I will never forget the first time I set foot in Asylum. Walls that spoke of broken hearts and a goth-crowded dance floor introduced me to Santa Monica’s main nightclub. But Jeanette took this emerging atmosphere to a whole new level. Looking almost as a Harley Quinn living cosplay after being in too many parties, she set the ground for Vampire: The Masquerade – Bloodlines and the experience to come.
Her facial expressions, the movement and grace whenever she spoke, the never ending music in the background. “These broken walls trap me inside / I’m isolated” the lyrics said, offering clues about the character in front of us: a Malkavian, vampires that are cursed with insanity. And her club was only one of the small worlds in the game, awaiting to be explored by the new Kindred in town.
It’s been 14 years since Troika Games and Activision released their take on the tabletop role-playing game Vampire: The Masquerade.

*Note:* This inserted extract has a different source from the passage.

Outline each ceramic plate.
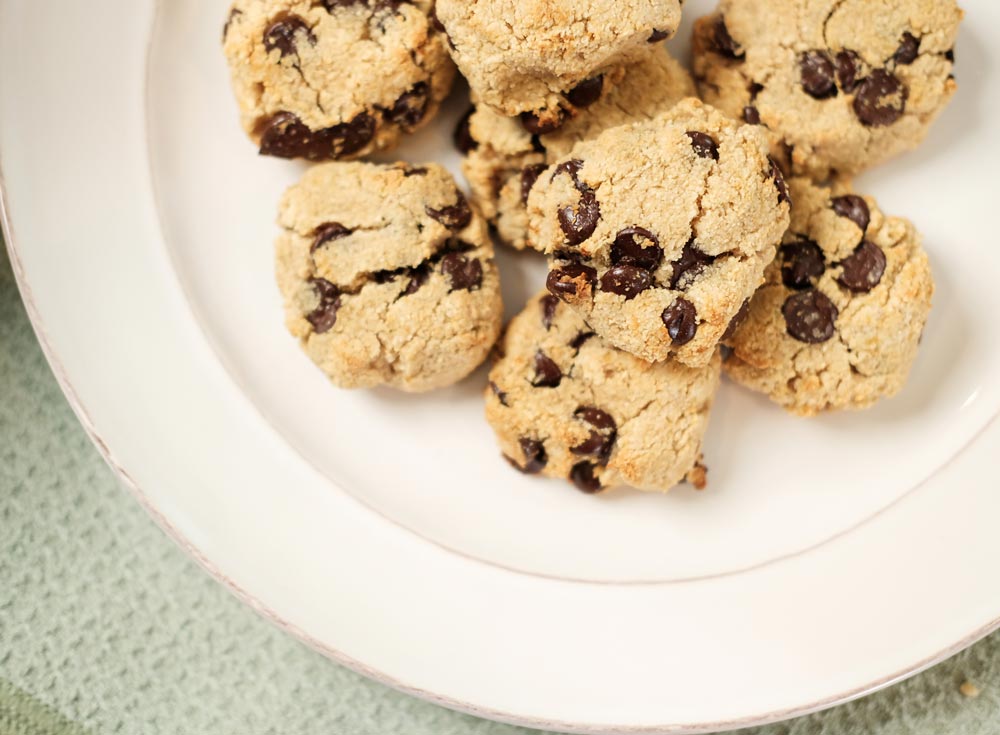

Cursed by a rushed development and being forced to use Half Life’s Source engine in its early days, Bloodlines was a mess in terms of performance and bugs, which to date are still being fixed with an unofficial community patch. And while we could argue about the decisions behind the combat, both the atmosphere and the characters we found throughout the story set a guideline that only a handful of games were able to reach in the following years.
Both Jeanette and her sister Therese use Asylum as a base of operations to become the queens of Santa Monica in terms of influence. And then you meet the Anarchs, a group of vampires that give a giant middle finger to the elders at the top, ignoring their power and opposing to their rules. Rotten furniture, hard rock music and a Call of Duty pinball machine can be found in The Last Round, a bar in Downtown LA that they like to call a safe haven, where they can engage in freedom of speech without the Camarilla getting in the way. “Crawl with the heretic / And the world outside gets a little bit stranger”, the lyrics imply in our visits.
Vampire: The Masquerade – Bloodlines is filled with moments like these. Going back to the game many years later makes me feel like I’m revisiting places and reuniting with acquaintances in a same familiar way, even if my character is setting foot for the first time.
Original quests, detailed characters or hand crafted environments become pointless if there isn’t an atmosphere achieved by the mix of the right elements. While modern RPGs have exceeded some of these individually, they could never match the sense of stepping into a world trapped between four walls, with a distinct feeling that never fades away.
Losing myself to dance in Asylum, trying to earn the Anarchs’ respect as the new youngling by debating and getting my hands dirty, or standing near a fire in Santa Monica’s beach listening to Lacuna Coil from a radio made for a unique experience.
It’s unsure to speculate about the future of the franchise now that Paradox and Obsidian, makers of Fallout: New Vegas and Pillars of Eternity, own the IP. But if they manage to maintain what made Vampire: The Masquerade – Bloodlines so special in the upcoming entry of the series, we could be facing a new standard for the RPG genre, and the modern experience that Troika Games had already envisioned back in 2004.